A study reported that FMS scores are improved by FMS training for high-school baseball players [19]. It is important to demonstrate in the field that FMS training not only improves FMS scores but also reduces the number of injuries and time lost due to injury. However, few studies have reported the injury prevention effect of FMS training, and no study has examined how much it affects baseball practice time.
Therefore, this study aimed to clarify whether FMS training for high-school baseball players would reduce the number of injuries and lost time. If the number of injuries and loss time of athletes who underwent FMS training decreases, it can be judged that it is worth adopting as injury prevention training. The hypothesis of this study is that a high-school baseball player on FMS training will reduce the number of injuries and lost time.

2. Materials and Methods

2.1. Study Design

A detailed protocol of the RCT has been published previously [19]. This parallel randomized controlled clinical trial was registered at the University Hospital Medical Information Network Center, Tokyo, Japan (UMIN000027553).

2.2. Participants

The study participants were recruited from April 2017 to June 2017. The participants of this randomized controlled clinical trial in high-school male baseball players were selected from the top 32 schools of the Saitama Prefecture High School Baseball Championship and agreed to participate in this study. This is to equalize the competition level and practice time. The inclusion criteria were high-school male baseball players who were not injured at the beginning of the study. Players who had difficulty practicing or intervening because of injury were excluded. All athletes were randomly grouped into the intervention and control groups, as each high school practice may influence the results. For randomization, the envelope method was employed, i.e., opaque envelopes contained the assignments to the intervention or control groups. One physiotherapist (K.S.) selected the participants, generated the randomization sequence, and assigned the players to each group.

2.3. Sample Size

We calculated the sample size required to achieve a statistical significance of 80% power (1−β) before study initiation.
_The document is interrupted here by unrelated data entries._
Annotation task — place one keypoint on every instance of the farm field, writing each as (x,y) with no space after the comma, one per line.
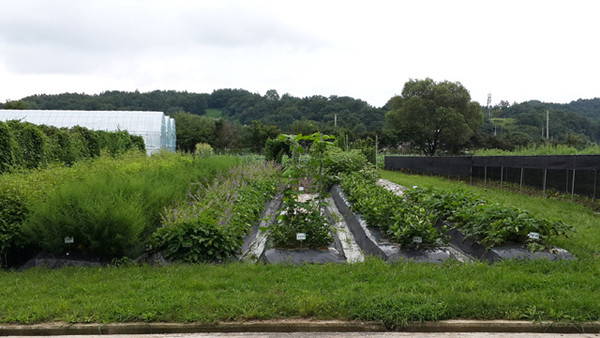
(392,293)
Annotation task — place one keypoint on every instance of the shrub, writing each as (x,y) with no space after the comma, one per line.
(212,223)
(110,205)
(60,147)
(203,149)
(86,141)
(338,162)
(275,149)
(12,213)
(31,150)
(6,148)
(102,213)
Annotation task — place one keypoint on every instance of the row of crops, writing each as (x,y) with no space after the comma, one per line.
(420,211)
(199,209)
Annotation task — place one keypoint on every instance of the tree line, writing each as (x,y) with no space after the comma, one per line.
(429,117)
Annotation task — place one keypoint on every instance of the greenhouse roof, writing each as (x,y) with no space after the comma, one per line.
(157,129)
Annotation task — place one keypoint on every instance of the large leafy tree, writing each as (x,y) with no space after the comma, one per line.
(192,129)
(434,116)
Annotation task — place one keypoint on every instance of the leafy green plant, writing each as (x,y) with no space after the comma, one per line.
(401,220)
(12,213)
(110,205)
(338,162)
(303,216)
(6,148)
(490,224)
(31,144)
(298,216)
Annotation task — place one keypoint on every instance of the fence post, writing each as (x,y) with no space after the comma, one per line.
(521,182)
(594,184)
(544,186)
(573,185)
(485,175)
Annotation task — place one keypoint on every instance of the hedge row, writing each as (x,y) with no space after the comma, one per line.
(26,145)
(110,206)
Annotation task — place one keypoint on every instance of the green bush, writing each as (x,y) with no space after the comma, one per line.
(337,162)
(203,150)
(86,142)
(276,148)
(12,213)
(111,206)
(31,151)
(60,147)
(212,223)
(6,148)
(103,214)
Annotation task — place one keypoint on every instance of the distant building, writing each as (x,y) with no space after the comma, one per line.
(157,129)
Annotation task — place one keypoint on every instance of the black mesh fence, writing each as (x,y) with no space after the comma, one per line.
(573,174)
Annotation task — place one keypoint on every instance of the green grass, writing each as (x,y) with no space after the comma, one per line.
(213,112)
(371,291)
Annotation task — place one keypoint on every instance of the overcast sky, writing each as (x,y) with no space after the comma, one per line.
(515,50)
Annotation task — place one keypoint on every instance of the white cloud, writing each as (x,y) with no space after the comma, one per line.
(518,50)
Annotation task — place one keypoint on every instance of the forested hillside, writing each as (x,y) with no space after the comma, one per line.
(288,113)
(242,115)
(575,123)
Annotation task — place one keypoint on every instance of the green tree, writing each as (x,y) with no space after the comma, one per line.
(259,134)
(434,116)
(192,129)
(17,105)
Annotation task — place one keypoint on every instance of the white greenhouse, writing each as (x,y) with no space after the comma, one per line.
(157,129)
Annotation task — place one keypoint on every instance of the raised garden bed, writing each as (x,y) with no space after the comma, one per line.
(506,250)
(374,242)
(259,248)
(509,251)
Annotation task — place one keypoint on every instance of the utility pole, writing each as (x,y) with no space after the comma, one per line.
(547,124)
(490,105)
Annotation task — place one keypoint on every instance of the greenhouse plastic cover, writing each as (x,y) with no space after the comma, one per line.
(157,130)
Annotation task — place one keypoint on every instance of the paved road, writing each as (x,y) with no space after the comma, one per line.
(339,335)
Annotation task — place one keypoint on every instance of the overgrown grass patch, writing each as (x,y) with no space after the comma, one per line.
(373,290)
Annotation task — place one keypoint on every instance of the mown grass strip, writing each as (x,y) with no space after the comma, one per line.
(374,290)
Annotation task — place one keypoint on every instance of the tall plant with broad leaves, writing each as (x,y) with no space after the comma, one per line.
(300,214)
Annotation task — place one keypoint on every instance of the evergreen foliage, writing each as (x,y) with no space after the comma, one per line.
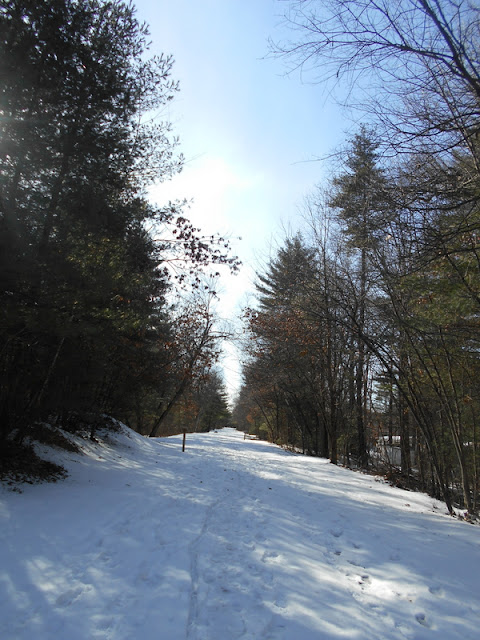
(85,327)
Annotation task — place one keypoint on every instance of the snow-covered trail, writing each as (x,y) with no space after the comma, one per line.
(230,540)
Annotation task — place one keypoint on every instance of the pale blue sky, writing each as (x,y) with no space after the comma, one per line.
(248,131)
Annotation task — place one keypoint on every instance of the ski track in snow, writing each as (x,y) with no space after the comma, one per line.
(231,540)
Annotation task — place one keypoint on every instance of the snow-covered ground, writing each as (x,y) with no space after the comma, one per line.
(232,539)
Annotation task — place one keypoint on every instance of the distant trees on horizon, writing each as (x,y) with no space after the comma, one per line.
(367,323)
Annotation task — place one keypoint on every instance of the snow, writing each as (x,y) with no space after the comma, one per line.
(232,539)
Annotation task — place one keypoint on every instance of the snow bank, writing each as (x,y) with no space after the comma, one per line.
(232,539)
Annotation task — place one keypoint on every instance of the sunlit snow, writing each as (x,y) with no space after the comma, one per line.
(232,539)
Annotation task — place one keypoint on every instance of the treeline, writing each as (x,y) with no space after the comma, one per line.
(87,322)
(365,344)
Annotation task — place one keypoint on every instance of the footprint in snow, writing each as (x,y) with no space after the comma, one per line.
(67,598)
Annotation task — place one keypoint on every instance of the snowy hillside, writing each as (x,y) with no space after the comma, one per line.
(232,539)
An application for power analysis (G*Power 3.1.9.4 provided by Heinrich-Heine-Universität Düsseldorf, http://www.gpower.hhu.de/ accessed on 1 March 2017) was used to calculate the sample size. The Chi-square test was performed with an effect size of 0.3 (a = 0.05, 1 − β = 0.8) to compare the number of disorders in both groups, resulting in 88 cases. Therefore, we tried to recruit at least 88 subjects prior to the beginning of this study.

2.4. Questionnaire

Participants recorded their age, height, weight, years of baseball experience, dominant hand, and field position in the questionnaire. The dominant hand was determined as the arm used for pitching.

2.5. Outcomes

This study is an analysis of the secondary outcomes of the developed RCT. The primary outcome variable was the FMS score, which has been previously published [19].

2.5.1. Players Record

From September 2017 to March 2018, we calculated the number of injuries (contact and noncontact), their types, and time lost in practice due to injury as the primary outcomes. We counted an injury as a problem, such as pain that occurred during a baseball practice or game [20]. Since the high school that was targeted in this study did not have an athletic trainer, the evaluation and intervention by a physiotherapist were counted as one occurrence of injury in this study. During the study, the players recorded the time lost due to injury and the type of injury. An elected representative from each high school reported to the physiotherapist when team injuries occurred and ensured that these were properly documented.

2.5.2. FMS

The FMS score was measured as the secondary outcome and in the same manner as previously stated [19]. This screening test is based on the method proposed by cook et al. [8,9]. The FMS comprised seven tasks, including deep squat (Figure 1A), hurdle step (Figure 1B), inline lunge (Figure 1C), shoulder mobility (Figure 1D), active straight leg raise (Figure 1E), trunk stability push-up (Figure 1F), and rotary stability (Figure 1G) [8,9].
Measurements were taken before the intervention, 12 weeks after the intervention, and after 12 weeks of follow-up. One FMS-trained physical therapist measured all items to reduce measurement bias and was blinded.

2.6. Intervention

All players in the control group performed their normal team practice; they did not perform FMS training, and there were no limits to the practice. All players in the intervention group performed FMS training 4 times a week for 12 weeks for tasks with an FMS score of ≤2 points. Thereafter, no FMS training was performed for another 12 weeks, and normal exercises were performed the same as in the control group. A detailed protocol (randomization and intervention method) for FMS training has been previously published [19].

2.7. Statistical Analysis

Data were analyzed with IBM SPSS Statistics for Windows version 25.0 (IBM Japan, Tokyo, Japan). Unpaired t-tests were used to compare the characteristics of the intervention and control groups. The Mann–Whitney U test was used to compare the FMS scores at each time period between the two groups. Dunnett’s test was performed for within-group comparisons of the FMS score at pre-intervention, after 12 weeks, and after 24 weeks. The number of injuries was classified into contact and noncontact injuries, and the Chi-square test was performed for each group after 12 and 24 weeks. Ancillary analyses were performed using the Mantel–Haenszel test to identify items that could influence the relative risk (RR). RR was calculated based on the number of injuries. Lost time was calculated as 0–12 and 12–24 weeks, respectively, when baseball was not played because of injury. Statistical significance was set at p < 0.05.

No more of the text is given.